Kraken2 is very good at classifying reads, but has a problem:

  • Many reads are classified at higher taxonomic levels (genus, family, order)
  • This happens when k-mers are shared across multiple species
  • We want species-level abundances for most analyses

Bracken’s Solution

Bracken (Bayesian Reestimation of Abundance with KrakEN) uses a probabilistic approach to:

  • Redistribute reads from higher levels down to species
  • Use expected k-mer distributions to estimate the true species of origin
  • Produce more accurate species-level abundance estimates

How Bracken Works

  1. Pre-computation (already done for workshop databases)
    • For each species in database, simulate reads of length X (e.g., 150bp)
    • Classify simulated reads with Kraken2
    • Calculate: “What % of this species’ reads get classified to genus vs species?”
  2. Re-estimation (what you run)
    • Takes Kraken2 report as input
    • Uses Bayesian inference to redistribute higher-level reads
    • Filters out low-confidence species (below threshold)
    • Outputs species-level abundance estimates

Bracken Advantages

Better species-level estimates than raw Kraken2
Reduces false positives through thresholding
Fast - runs in seconds
Conservative - filters out poorly supported assignments

Important Note

⚠️ Bracken still reports READ COUNTS, not genome-size-normalized abundances
⚠️ For relative abundances, you need to convert: (reads / total_reads) × 100


When to Use Kraken2 + Bracken?

  • When you need comprehensive detection of all taxa
  • For novel or diverse environments where sensitivity matters
  • When you want to minimize unclassified reads
  • For rapid screening of many samples
  • When combined with Bracken, provides balanced specificity and sensitivity

Hands-On: Running Kraken2 and Bracken

Prerequisites

Make sure you have:

  • Access to the workshop notebook
  • Data symlinked/copied to your workspace
  • Kraken2 conda environment available
conda deactivate

conda activate /shared/team/conda/aliseponsero.mmb-dtp/kraken2
  • RStudio access on the notebook

Part 1: Understanding Kraken2 Databases

Database Organization

Kraken2 requires a pre-built database.

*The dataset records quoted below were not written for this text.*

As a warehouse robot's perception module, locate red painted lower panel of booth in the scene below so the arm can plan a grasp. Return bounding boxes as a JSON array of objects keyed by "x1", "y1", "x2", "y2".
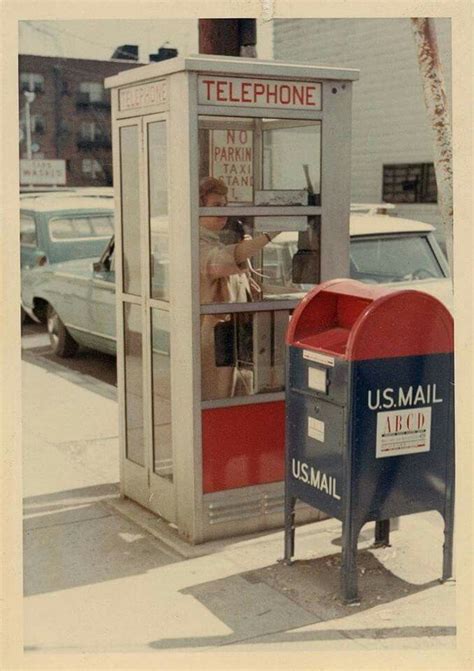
[{"x1": 202, "y1": 401, "x2": 285, "y2": 494}]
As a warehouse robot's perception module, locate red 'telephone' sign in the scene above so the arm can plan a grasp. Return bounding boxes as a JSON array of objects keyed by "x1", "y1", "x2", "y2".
[{"x1": 199, "y1": 75, "x2": 321, "y2": 111}]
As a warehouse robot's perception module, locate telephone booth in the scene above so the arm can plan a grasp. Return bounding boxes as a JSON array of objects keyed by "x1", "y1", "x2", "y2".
[{"x1": 106, "y1": 56, "x2": 358, "y2": 543}]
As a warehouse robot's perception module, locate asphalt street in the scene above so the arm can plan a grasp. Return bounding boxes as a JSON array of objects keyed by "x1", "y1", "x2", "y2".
[
  {"x1": 21, "y1": 320, "x2": 117, "y2": 387},
  {"x1": 22, "y1": 324, "x2": 456, "y2": 669}
]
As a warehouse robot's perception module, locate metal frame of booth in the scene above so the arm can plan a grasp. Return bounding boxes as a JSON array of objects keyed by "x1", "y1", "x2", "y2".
[{"x1": 106, "y1": 56, "x2": 358, "y2": 543}]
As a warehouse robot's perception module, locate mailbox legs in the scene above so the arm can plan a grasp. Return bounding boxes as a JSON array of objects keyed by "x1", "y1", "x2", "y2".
[
  {"x1": 373, "y1": 520, "x2": 390, "y2": 548},
  {"x1": 341, "y1": 515, "x2": 360, "y2": 603},
  {"x1": 283, "y1": 491, "x2": 296, "y2": 564},
  {"x1": 441, "y1": 487, "x2": 454, "y2": 582}
]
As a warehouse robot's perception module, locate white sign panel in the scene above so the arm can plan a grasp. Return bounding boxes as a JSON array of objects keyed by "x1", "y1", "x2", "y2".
[
  {"x1": 375, "y1": 407, "x2": 431, "y2": 459},
  {"x1": 303, "y1": 349, "x2": 334, "y2": 366},
  {"x1": 308, "y1": 368, "x2": 327, "y2": 393},
  {"x1": 308, "y1": 417, "x2": 324, "y2": 443},
  {"x1": 209, "y1": 129, "x2": 253, "y2": 203},
  {"x1": 119, "y1": 79, "x2": 168, "y2": 112},
  {"x1": 198, "y1": 75, "x2": 321, "y2": 111},
  {"x1": 20, "y1": 158, "x2": 66, "y2": 186}
]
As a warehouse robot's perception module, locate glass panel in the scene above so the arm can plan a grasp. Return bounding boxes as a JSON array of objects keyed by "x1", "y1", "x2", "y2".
[
  {"x1": 263, "y1": 120, "x2": 321, "y2": 205},
  {"x1": 74, "y1": 217, "x2": 92, "y2": 238},
  {"x1": 148, "y1": 121, "x2": 169, "y2": 300},
  {"x1": 201, "y1": 310, "x2": 290, "y2": 401},
  {"x1": 20, "y1": 217, "x2": 36, "y2": 245},
  {"x1": 123, "y1": 303, "x2": 145, "y2": 466},
  {"x1": 350, "y1": 235, "x2": 444, "y2": 284},
  {"x1": 199, "y1": 117, "x2": 254, "y2": 205},
  {"x1": 199, "y1": 116, "x2": 321, "y2": 206},
  {"x1": 151, "y1": 310, "x2": 173, "y2": 480},
  {"x1": 120, "y1": 126, "x2": 141, "y2": 296}
]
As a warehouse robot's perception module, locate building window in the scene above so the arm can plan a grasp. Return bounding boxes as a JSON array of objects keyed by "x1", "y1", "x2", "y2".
[
  {"x1": 82, "y1": 158, "x2": 104, "y2": 179},
  {"x1": 81, "y1": 121, "x2": 100, "y2": 142},
  {"x1": 20, "y1": 216, "x2": 36, "y2": 246},
  {"x1": 20, "y1": 72, "x2": 44, "y2": 93},
  {"x1": 31, "y1": 114, "x2": 46, "y2": 134},
  {"x1": 79, "y1": 82, "x2": 104, "y2": 103},
  {"x1": 382, "y1": 163, "x2": 438, "y2": 203}
]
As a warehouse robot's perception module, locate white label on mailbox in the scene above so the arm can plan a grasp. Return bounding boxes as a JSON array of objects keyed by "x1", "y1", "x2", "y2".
[
  {"x1": 375, "y1": 407, "x2": 431, "y2": 459},
  {"x1": 303, "y1": 349, "x2": 334, "y2": 366},
  {"x1": 209, "y1": 128, "x2": 254, "y2": 203},
  {"x1": 119, "y1": 79, "x2": 168, "y2": 112},
  {"x1": 308, "y1": 368, "x2": 327, "y2": 393},
  {"x1": 308, "y1": 417, "x2": 324, "y2": 443}
]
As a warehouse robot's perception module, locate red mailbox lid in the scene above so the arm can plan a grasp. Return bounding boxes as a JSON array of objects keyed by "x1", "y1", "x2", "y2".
[{"x1": 286, "y1": 279, "x2": 454, "y2": 361}]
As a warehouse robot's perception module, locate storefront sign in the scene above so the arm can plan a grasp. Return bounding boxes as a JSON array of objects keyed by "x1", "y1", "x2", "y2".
[
  {"x1": 199, "y1": 75, "x2": 321, "y2": 111},
  {"x1": 375, "y1": 407, "x2": 431, "y2": 459},
  {"x1": 209, "y1": 130, "x2": 253, "y2": 203},
  {"x1": 20, "y1": 158, "x2": 66, "y2": 186},
  {"x1": 119, "y1": 79, "x2": 168, "y2": 112}
]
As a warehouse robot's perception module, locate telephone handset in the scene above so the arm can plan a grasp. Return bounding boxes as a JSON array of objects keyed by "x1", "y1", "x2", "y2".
[{"x1": 291, "y1": 165, "x2": 321, "y2": 284}]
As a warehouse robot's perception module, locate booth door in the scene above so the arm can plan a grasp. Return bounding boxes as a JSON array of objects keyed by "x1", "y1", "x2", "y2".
[{"x1": 116, "y1": 115, "x2": 175, "y2": 522}]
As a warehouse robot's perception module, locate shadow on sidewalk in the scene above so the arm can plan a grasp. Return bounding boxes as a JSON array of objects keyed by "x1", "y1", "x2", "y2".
[
  {"x1": 23, "y1": 484, "x2": 182, "y2": 596},
  {"x1": 150, "y1": 550, "x2": 455, "y2": 649}
]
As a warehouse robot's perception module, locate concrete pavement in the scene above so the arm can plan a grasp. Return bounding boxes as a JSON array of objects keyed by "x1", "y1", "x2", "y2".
[{"x1": 23, "y1": 352, "x2": 456, "y2": 668}]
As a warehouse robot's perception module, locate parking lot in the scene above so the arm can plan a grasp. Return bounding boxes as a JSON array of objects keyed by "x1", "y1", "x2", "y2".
[{"x1": 21, "y1": 320, "x2": 117, "y2": 391}]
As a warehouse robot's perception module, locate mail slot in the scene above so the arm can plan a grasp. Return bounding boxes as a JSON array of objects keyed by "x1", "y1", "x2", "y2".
[{"x1": 285, "y1": 280, "x2": 454, "y2": 603}]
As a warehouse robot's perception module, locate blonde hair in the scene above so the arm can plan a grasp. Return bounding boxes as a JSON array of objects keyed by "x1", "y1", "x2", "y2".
[{"x1": 199, "y1": 177, "x2": 229, "y2": 206}]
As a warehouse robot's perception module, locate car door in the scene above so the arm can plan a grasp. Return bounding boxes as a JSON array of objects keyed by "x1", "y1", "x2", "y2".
[
  {"x1": 91, "y1": 242, "x2": 116, "y2": 354},
  {"x1": 20, "y1": 212, "x2": 38, "y2": 268}
]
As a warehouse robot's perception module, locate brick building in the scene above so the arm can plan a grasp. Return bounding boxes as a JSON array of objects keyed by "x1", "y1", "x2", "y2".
[
  {"x1": 273, "y1": 18, "x2": 451, "y2": 230},
  {"x1": 19, "y1": 55, "x2": 140, "y2": 186}
]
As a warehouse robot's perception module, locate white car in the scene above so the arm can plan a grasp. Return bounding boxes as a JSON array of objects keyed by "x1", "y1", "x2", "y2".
[{"x1": 265, "y1": 212, "x2": 453, "y2": 312}]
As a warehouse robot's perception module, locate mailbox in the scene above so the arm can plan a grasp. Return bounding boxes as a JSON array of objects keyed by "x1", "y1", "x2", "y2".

For this workshop, we’re using the standard_8gb database located at:

/shared/team/2025_training/week5/databases/kraken2/

Key files in the database:

  • hash.k2d - K-mer hash table (the main database file)
  • opts.k2d - Options and parameters used to build the database
  • taxo.k2d - Taxonomy information
  • database*mers.kmer_distrib - Bracken k-mer distribution files (for different read lengths)

To explore:

ls -lh /shared/team/2025_training/week5/databases/kraken2/

Available Pre-built Databases

Kraken2 offers many pre-built database options (see https://benlangmead.github.io/aws-indexes/k2):

Standard databases:

  • k2_standard - Bacteria, archaea, viruses, plasmid, human (~137 GB)
  • k2_standard_8gb - Reduced standard (~8 GB) ← We’re using this
  • k2_standard_16gb - Reduced standard (~16 GB)

PlusPF series:

  • k2_pluspf - Standard + protozoa + fungi
  • k2_pluspf_8gb - Reduced PlusPF

💡 Database choice matters! Larger = more sensitivity, but slower and more memory.


Part 2: Running Kraken2

Step 1: Activate the Environment

conda deactivate  # If you were in metaphlan environment
conda activate /shared/team/conda/aliseponsero.mmb-dtp/kraken2

Step 2: Check Installation

kraken2 --version

Step 3: View Help

kraken2 --help

Key parameters to understand:

  • --db - Path to Kraken2 database
  • --threads - Number of threads to use
  • --quick - Quick mode (faster, slightly less sensitive)
  • --report - Output report file (summary - this is what we analyze!)
  • --output - Output classification file (per-read classifications - large!)
  • --paired - Input files are paired-end reads

Step 4: Construct the Command

Template:

kraken2 --db [DATABASE_PATH] \
    --threads [N] \
    --report [REPORT_FILE] \
    --output [OUTPUT_FILE] \
    --paired [FORWARD] [REVERSE]

💡 Tip: The --output file is very large (one line per read). For most analyses, you only need the --report file.

This would normally take 5-15 minutes, but we’ll look at precomputed results.


Part 3: Understanding Kraken2 Output

Kraken2 Report Format

Open a Kraken precomputed output (e.g. T0_ERR2231567_profiles.txt)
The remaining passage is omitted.